Brazil’s fuel of the future could be natural gas, but some challenges will have to be overcome if that is to be the case, according to consultancy Wood Mackenzie. While the potential for gas demand is “robust,” the supply side of the equation needs some work, and liquefied natural gas (LNG) imports will continue to be necessary in the years ahead.
“Until recently, many had anticipated that associated gas supply from the Santos Basin pre-salt oil discoveries would reverse Brazil’s LNG position from importer to exporter,” the firm said in a new report. “However, oil development delays and rising gas demand have challenged that.”
So this year Brazil looks as if it will import nearly 4 million metric tons per annum (mmtpa) of LNG, which represents about 7% of all Atlantic Basin imports, Wood Mackenzie said.

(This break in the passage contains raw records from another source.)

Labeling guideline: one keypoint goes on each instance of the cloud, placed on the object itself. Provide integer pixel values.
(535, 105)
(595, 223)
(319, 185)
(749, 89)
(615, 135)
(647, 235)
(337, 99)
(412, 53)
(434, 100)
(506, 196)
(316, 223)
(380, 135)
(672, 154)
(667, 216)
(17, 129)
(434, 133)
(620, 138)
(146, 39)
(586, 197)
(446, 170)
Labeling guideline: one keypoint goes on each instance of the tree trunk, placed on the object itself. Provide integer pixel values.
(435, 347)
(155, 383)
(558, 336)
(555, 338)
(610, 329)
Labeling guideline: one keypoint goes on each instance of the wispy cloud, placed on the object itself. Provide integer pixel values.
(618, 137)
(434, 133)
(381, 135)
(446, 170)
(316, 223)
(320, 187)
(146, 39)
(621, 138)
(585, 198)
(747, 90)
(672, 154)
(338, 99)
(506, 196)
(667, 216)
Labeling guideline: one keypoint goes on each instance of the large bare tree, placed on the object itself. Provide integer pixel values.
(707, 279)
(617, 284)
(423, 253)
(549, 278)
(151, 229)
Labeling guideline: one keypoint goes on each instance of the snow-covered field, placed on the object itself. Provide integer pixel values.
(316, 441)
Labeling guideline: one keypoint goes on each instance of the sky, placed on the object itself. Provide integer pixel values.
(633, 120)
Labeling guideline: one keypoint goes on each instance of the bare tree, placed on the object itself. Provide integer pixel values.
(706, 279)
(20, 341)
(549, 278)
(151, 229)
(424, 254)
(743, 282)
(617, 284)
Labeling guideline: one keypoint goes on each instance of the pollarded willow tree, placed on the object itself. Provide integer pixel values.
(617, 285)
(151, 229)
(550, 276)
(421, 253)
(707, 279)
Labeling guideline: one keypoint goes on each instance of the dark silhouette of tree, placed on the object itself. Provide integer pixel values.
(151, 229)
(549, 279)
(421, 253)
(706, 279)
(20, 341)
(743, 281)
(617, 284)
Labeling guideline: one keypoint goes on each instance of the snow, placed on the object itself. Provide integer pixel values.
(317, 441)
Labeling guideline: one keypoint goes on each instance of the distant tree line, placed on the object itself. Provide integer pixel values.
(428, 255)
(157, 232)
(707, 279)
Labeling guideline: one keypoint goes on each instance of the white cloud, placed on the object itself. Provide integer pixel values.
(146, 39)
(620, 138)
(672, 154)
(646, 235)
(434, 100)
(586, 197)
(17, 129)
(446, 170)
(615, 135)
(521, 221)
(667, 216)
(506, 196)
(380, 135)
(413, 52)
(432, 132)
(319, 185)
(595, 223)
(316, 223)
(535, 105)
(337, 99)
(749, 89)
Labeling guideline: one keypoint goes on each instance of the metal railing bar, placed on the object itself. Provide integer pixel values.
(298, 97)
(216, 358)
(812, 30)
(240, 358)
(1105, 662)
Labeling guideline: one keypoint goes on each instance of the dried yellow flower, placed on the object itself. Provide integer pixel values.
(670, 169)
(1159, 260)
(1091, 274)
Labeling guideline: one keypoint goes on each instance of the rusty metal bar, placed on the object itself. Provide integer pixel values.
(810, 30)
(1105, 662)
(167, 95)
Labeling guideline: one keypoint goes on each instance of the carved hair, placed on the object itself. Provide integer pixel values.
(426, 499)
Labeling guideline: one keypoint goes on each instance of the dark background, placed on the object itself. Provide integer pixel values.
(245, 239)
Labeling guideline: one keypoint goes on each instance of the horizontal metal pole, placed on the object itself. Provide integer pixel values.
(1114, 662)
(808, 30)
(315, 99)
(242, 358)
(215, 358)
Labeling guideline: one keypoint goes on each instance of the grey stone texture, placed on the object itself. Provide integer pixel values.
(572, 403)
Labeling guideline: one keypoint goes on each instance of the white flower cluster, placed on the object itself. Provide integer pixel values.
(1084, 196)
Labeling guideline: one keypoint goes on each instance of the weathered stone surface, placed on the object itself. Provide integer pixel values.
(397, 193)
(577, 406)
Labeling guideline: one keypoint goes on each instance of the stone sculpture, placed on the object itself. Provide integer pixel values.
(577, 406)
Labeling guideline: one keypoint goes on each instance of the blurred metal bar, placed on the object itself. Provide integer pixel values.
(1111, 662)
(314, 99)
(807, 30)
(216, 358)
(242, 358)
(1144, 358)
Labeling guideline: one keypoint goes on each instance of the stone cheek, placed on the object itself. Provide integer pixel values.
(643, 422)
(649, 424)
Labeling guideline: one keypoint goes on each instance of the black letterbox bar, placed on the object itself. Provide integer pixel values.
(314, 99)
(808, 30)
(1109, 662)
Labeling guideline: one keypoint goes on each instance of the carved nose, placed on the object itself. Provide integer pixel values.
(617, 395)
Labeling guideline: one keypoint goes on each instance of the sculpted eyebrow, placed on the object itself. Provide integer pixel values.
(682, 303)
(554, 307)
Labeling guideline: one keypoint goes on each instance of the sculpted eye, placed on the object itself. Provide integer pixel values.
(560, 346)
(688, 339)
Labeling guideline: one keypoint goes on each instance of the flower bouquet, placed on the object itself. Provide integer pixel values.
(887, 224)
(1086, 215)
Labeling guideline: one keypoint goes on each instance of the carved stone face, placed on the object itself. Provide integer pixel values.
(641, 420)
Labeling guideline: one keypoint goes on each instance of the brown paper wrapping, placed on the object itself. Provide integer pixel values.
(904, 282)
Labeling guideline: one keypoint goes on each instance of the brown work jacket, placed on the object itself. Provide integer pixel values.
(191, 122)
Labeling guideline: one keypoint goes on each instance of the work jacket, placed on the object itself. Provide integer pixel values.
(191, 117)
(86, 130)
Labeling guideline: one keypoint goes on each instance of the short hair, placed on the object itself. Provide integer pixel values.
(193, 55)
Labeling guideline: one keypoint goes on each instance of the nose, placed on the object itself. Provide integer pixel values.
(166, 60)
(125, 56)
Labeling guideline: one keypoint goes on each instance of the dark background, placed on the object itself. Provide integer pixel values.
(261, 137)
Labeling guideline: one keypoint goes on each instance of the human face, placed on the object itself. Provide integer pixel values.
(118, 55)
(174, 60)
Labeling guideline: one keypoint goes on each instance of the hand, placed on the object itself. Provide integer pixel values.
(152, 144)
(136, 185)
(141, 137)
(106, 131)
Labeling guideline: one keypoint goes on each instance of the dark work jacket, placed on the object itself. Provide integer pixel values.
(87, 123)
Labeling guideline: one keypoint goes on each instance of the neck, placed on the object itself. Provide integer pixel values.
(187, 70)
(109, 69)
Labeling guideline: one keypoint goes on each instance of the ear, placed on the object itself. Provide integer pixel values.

Brazil’s reliance on hydropower, whose availability fluctuates according to rainfall, makes gas demand from backup gas-fired generation more volatile, the firm said. Because it can take 20 days or longer for spot cargoes of LNG to reach Brazil, sometimes a change in weather can improve hydro availability and make the LNG unnecessary before it arrives.
Brazil has also relied on imports of pipeline gas from Bolivia, about 24-32 million cubic meters per day. “However, reserve restrictions in combination with an expected uptick in Bolivian gas exports to Argentina from 2021 are likely to reduce future imports of Bolivian gas into Brazil from as early as 2016,” Wood Mackenzie said.
As for the Santos Basin, gas production from the play is secondary to oil, and much of the produced gas will be reinjected to enhance oil recovery, according to the firm. Optimal reinjection rates are expected to be around 50% depending upon the field.
Other plays will emerge, but the country’s hydrocarbon exploration “is still at an early stage” onshore and off.
Because of these factors affecting supply and the continued reliance on LNG imports, gas storage would be a valuable asset to complement LNG imports, Wood Mackenzie said. “Petrobras has explored gas storage potential for years to no avail,” the firm said, “so while players occasionally mention storage, a better understanding of the geology and various storage options in Brazil will be needed before the economics are proven.”
Brazil could still become an exporter of LNG, at least on a seasonal basis, Wood Mackenzie said. This would likely take the form of exports from a floating terminal accessing gas supplies from the pre-salt. “However, Brazil will likely continue year-round imports for some time, with overall volumes subject to the mix of production upside and domestic demand.”